Grass seed is often an afterthought for many people. Until it is actually needed, most homeowners do not realize the variety of choices on the market. When that is coupled with choices such as when to plant grass seed and how best to plant the seed, the issue may become overwhelming. Still, grass is generally not difficult to grow, as long as you make the proper choices ahead of time.
Most people know that there are various species of grass, some of which work better than others depending on the climate. You may buy grass seed as a homogeneous species, but many different types of mixes are available as well. A playground mix, for example, is especially suited for backyards where children and pets may play. Other mixes may provide the front yard with a lush appearance, but not hold up well to foot traffic.
It is possible to buy seed in different qualities as well as species. More expensive mixes generally will have high seed quality and contain fewer seeds of undesired species. Of course, if you are on a budget, go with what you can afford. It just may take some effort to make it look its' best later on. Generally, it is cheaper from a maintenance perspective to start with good seed.

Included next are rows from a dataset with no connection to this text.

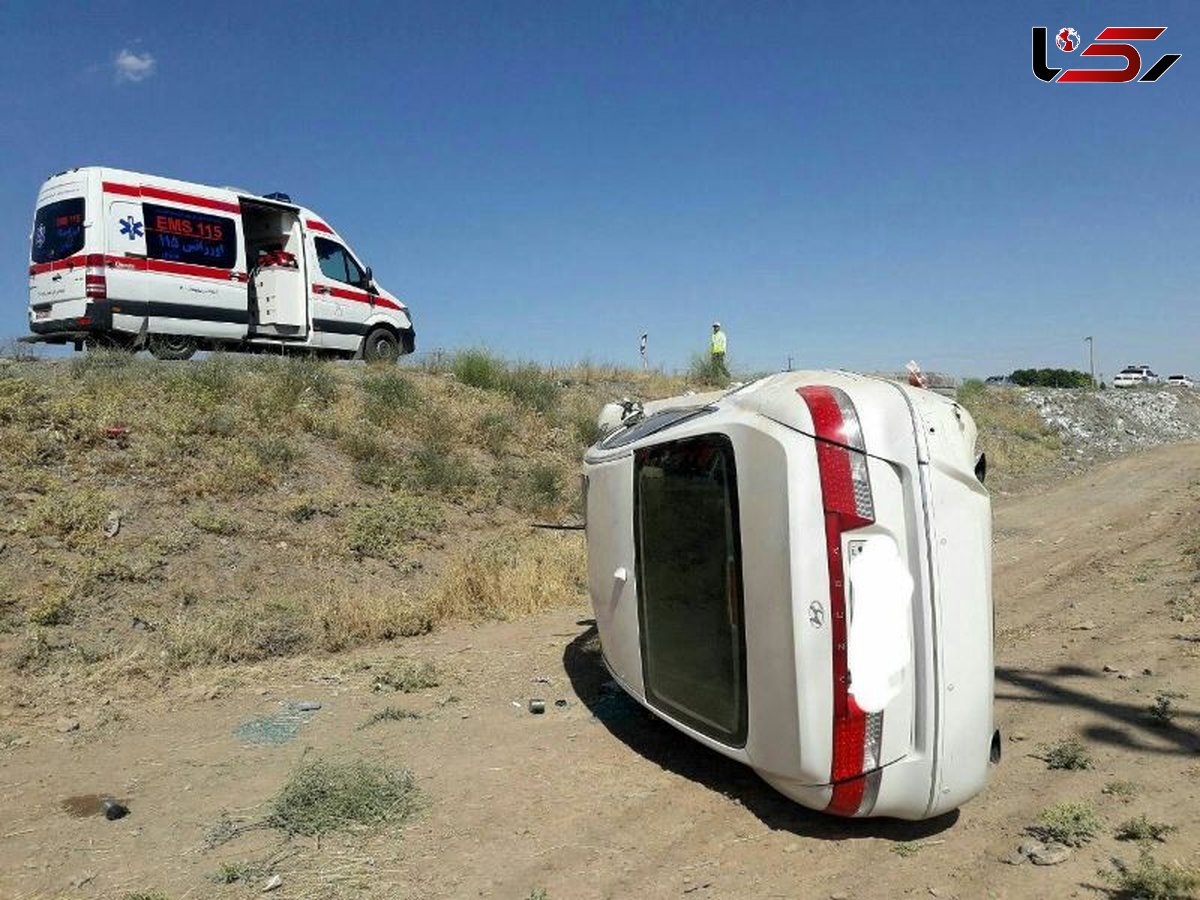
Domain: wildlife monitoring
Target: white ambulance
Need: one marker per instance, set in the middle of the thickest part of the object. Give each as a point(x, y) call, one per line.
point(797, 574)
point(132, 261)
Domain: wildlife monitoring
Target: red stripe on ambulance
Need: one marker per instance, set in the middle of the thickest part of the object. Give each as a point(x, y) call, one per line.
point(157, 193)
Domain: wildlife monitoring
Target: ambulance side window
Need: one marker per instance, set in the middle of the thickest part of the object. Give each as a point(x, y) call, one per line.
point(181, 235)
point(336, 263)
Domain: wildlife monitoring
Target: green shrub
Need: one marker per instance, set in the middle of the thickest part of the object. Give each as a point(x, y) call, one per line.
point(389, 714)
point(531, 387)
point(233, 873)
point(1051, 378)
point(496, 430)
point(1123, 790)
point(363, 445)
point(1067, 754)
point(1071, 823)
point(1144, 829)
point(433, 467)
point(543, 489)
point(275, 451)
point(53, 610)
point(407, 676)
point(385, 529)
point(387, 395)
point(323, 796)
point(1163, 709)
point(215, 522)
point(527, 383)
point(73, 515)
point(479, 369)
point(285, 384)
point(207, 383)
point(1151, 880)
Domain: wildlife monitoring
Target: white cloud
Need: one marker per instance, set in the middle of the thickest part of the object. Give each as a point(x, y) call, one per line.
point(133, 66)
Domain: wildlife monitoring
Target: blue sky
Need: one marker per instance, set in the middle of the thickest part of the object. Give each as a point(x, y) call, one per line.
point(845, 184)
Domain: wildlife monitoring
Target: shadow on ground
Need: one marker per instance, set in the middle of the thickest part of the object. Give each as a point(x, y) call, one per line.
point(1128, 726)
point(658, 742)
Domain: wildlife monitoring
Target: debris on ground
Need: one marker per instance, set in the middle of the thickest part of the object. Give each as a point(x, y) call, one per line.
point(114, 810)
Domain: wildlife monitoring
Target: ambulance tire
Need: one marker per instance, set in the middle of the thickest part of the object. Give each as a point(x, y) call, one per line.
point(382, 346)
point(172, 346)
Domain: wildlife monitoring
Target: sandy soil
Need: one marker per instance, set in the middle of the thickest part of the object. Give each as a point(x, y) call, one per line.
point(598, 799)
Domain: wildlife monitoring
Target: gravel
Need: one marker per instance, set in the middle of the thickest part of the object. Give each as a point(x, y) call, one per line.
point(1113, 421)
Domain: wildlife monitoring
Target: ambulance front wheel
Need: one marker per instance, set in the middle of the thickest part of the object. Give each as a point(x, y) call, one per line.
point(172, 346)
point(382, 346)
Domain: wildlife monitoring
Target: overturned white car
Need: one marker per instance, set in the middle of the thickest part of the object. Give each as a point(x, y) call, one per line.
point(797, 573)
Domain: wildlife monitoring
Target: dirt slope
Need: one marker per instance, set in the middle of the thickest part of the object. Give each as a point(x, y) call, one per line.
point(598, 799)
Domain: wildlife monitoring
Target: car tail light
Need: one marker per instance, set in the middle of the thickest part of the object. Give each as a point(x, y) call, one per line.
point(847, 502)
point(95, 282)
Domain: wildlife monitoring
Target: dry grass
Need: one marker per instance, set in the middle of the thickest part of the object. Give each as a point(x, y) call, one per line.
point(513, 576)
point(324, 796)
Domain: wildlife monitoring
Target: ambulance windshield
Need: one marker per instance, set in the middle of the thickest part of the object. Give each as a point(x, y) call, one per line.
point(58, 231)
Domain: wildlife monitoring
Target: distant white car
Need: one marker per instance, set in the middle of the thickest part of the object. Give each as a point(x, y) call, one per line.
point(1134, 377)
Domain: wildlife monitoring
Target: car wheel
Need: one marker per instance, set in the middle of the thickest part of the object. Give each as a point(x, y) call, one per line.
point(172, 346)
point(381, 346)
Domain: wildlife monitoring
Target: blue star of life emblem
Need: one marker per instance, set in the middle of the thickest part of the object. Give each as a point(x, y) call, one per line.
point(131, 227)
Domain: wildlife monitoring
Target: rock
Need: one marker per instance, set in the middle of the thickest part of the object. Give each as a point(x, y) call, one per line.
point(1030, 847)
point(1050, 855)
point(114, 810)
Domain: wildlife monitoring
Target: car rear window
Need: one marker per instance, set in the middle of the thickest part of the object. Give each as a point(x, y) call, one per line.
point(58, 231)
point(181, 235)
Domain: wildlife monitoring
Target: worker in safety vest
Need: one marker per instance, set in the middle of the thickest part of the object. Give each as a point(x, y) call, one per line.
point(717, 348)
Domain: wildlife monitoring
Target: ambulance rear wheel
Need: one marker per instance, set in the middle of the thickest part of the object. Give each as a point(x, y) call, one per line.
point(172, 346)
point(382, 346)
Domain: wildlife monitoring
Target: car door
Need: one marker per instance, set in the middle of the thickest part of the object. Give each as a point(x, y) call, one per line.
point(341, 304)
point(198, 282)
point(689, 585)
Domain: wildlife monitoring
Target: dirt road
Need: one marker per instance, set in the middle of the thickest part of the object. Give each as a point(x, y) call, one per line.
point(598, 799)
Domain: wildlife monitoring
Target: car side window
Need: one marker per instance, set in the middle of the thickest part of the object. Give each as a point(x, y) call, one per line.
point(336, 263)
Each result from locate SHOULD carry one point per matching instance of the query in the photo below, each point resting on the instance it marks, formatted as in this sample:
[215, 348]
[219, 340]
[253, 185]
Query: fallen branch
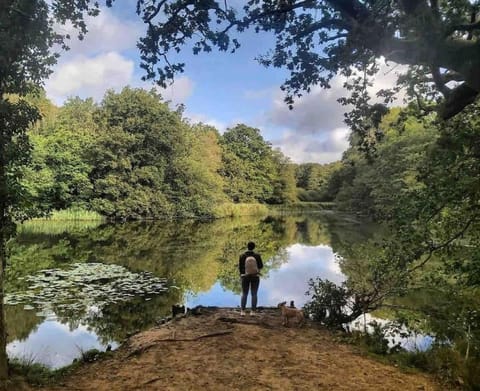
[144, 348]
[242, 321]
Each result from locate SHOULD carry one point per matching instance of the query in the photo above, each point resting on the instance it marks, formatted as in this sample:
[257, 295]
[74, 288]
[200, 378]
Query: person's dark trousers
[250, 283]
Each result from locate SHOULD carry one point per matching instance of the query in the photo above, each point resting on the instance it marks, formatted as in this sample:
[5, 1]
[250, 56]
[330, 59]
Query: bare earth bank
[219, 350]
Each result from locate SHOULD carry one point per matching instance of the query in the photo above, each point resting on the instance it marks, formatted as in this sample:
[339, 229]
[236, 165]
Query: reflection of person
[249, 265]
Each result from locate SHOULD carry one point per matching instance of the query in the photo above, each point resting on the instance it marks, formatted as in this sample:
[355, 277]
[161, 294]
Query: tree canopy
[318, 39]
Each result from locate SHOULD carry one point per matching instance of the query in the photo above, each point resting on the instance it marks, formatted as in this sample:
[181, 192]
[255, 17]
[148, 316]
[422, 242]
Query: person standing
[249, 265]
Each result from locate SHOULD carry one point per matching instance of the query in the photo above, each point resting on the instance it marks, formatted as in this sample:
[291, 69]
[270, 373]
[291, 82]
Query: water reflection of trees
[192, 255]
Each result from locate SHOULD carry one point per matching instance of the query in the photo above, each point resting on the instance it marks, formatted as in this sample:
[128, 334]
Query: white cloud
[310, 148]
[314, 130]
[89, 77]
[106, 32]
[177, 92]
[196, 118]
[314, 113]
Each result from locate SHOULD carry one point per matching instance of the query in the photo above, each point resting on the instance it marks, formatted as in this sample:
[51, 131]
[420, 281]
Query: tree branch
[459, 98]
[439, 82]
[443, 245]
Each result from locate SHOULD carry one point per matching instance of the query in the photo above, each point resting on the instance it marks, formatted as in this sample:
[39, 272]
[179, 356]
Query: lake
[73, 286]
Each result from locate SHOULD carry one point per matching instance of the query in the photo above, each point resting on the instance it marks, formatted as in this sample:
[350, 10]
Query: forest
[412, 165]
[133, 157]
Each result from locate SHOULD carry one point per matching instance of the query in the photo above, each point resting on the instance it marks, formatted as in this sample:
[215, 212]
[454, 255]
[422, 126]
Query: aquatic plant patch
[84, 287]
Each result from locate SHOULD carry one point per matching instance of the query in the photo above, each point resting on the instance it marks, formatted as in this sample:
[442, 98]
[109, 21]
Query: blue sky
[220, 89]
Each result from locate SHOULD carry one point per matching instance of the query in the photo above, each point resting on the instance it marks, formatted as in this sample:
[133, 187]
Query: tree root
[144, 348]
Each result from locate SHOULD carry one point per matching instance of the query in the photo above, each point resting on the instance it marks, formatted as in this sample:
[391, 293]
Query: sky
[217, 88]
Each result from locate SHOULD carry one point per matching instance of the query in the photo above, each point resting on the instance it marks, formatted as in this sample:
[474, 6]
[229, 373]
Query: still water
[74, 287]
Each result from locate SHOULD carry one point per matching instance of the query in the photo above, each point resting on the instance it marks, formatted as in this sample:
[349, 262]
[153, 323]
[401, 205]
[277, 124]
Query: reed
[242, 209]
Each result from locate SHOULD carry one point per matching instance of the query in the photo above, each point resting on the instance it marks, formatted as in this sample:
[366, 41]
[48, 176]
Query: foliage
[316, 40]
[248, 167]
[313, 181]
[132, 157]
[332, 305]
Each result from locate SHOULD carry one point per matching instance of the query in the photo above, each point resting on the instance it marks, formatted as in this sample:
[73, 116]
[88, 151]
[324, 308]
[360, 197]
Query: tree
[26, 38]
[317, 39]
[134, 160]
[248, 165]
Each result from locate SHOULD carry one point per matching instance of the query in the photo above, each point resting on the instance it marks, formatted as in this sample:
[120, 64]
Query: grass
[236, 210]
[25, 369]
[75, 214]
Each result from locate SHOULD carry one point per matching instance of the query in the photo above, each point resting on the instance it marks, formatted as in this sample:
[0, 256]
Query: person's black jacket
[241, 261]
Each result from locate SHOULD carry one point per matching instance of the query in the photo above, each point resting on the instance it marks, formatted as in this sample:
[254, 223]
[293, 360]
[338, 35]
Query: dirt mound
[219, 350]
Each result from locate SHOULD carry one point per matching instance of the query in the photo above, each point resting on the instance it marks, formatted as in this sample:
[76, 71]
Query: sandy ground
[219, 350]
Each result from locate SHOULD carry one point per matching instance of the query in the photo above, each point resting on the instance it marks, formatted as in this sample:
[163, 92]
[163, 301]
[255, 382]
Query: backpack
[251, 267]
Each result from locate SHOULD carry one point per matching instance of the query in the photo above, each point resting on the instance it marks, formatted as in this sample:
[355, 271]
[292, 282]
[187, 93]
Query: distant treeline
[131, 156]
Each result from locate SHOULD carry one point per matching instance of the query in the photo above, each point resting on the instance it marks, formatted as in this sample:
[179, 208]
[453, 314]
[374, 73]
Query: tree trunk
[4, 226]
[3, 332]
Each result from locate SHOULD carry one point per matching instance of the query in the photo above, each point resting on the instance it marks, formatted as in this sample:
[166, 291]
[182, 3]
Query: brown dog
[291, 313]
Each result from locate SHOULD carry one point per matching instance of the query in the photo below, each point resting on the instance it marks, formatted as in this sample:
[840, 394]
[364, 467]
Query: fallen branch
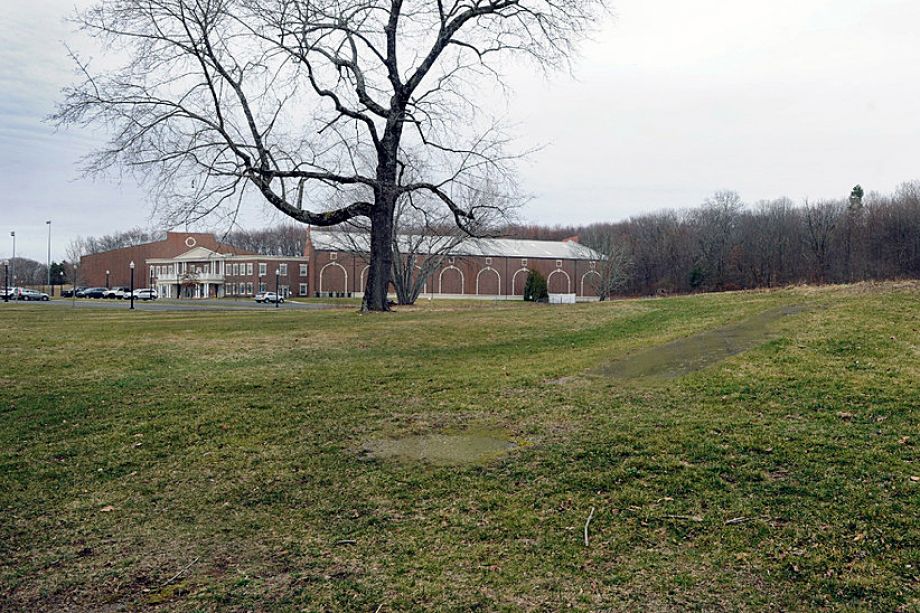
[695, 518]
[179, 574]
[588, 521]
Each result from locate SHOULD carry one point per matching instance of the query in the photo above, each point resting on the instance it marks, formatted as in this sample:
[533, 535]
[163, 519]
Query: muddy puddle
[441, 449]
[693, 353]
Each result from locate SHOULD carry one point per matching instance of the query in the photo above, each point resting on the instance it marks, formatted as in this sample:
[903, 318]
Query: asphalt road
[173, 305]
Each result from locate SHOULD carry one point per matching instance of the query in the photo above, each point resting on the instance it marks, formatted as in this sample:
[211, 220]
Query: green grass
[210, 461]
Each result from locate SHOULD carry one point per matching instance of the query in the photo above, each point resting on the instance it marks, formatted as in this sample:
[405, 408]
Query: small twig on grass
[695, 518]
[588, 521]
[179, 574]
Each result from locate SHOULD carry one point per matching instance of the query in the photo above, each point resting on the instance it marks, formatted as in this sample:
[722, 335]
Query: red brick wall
[568, 279]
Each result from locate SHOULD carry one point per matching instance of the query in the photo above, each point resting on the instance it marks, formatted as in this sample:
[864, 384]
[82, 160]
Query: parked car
[117, 292]
[68, 293]
[30, 294]
[143, 294]
[93, 292]
[269, 297]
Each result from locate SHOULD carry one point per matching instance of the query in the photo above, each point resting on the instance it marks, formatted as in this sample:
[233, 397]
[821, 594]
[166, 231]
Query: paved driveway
[176, 305]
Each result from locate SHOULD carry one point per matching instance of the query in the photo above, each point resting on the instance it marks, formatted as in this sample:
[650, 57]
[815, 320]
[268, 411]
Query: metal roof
[495, 247]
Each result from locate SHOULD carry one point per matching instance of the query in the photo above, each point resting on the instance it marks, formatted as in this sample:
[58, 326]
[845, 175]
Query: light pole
[132, 284]
[48, 223]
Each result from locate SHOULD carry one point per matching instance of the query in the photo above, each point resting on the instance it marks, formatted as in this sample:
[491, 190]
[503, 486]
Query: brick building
[196, 265]
[488, 268]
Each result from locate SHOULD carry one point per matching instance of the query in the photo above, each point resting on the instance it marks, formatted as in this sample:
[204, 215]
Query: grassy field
[212, 461]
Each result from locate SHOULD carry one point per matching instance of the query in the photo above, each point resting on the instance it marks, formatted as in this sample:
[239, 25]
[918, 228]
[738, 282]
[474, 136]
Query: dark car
[68, 293]
[94, 292]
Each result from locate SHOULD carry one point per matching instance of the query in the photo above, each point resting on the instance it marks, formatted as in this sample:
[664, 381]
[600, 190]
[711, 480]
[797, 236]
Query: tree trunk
[381, 254]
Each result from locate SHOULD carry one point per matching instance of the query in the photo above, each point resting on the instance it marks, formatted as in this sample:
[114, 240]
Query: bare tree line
[725, 244]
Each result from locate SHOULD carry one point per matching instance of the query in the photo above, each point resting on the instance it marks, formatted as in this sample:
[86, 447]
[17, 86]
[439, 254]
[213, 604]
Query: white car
[269, 297]
[30, 294]
[143, 294]
[117, 292]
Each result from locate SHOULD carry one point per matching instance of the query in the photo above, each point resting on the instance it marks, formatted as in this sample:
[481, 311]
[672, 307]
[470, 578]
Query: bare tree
[298, 101]
[284, 239]
[820, 221]
[615, 268]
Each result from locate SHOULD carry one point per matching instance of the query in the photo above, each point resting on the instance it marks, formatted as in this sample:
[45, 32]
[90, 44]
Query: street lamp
[48, 223]
[131, 265]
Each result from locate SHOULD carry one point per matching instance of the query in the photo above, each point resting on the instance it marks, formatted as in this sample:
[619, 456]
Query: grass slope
[205, 461]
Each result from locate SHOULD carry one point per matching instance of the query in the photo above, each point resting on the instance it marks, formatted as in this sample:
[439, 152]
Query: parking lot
[170, 305]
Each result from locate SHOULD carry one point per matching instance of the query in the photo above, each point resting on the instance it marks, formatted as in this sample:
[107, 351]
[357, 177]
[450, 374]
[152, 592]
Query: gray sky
[672, 101]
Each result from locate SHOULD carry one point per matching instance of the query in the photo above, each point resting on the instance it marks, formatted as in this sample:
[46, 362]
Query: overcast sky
[672, 101]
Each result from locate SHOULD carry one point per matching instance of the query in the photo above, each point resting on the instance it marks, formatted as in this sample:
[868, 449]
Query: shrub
[535, 287]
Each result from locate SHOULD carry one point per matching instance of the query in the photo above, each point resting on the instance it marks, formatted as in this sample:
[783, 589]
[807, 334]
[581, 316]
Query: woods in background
[727, 245]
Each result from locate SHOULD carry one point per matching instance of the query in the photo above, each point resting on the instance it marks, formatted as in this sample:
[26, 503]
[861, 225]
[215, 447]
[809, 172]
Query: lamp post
[13, 259]
[48, 223]
[131, 265]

When you plant your grass often depends on the type of grass you are trying to grow. For cool season grasses, the best time to plant is in the late summer or fall. This provides the grass with a chance to get started without getting scorched by the sun. Early spring is another option. Plan warm season grasses after any chance of frost has passed to avoid stressing them out too much.
Most individuals simply use a spreader to plant grass seed, allowing the seed to germinate and the roots to work their way down into the soil. This technique works, but it may be hard on the grass seed, and birds may take some seed. Another option is to mix seed and soil, then lay soil down in the desired area. This technique takes longer, but it may yield more consistent results and result in less seed loss.
One of the mistakes people often make with grass seed is using it too sparingly. Some may do so in an attempt to save money, but many simply are not aware of how much to put down. A sparsely-seeded lawn allows weed species to gain a competitive advantage. Follow label directions on the bag, but generally, 1 lb. should cover 400 square feet.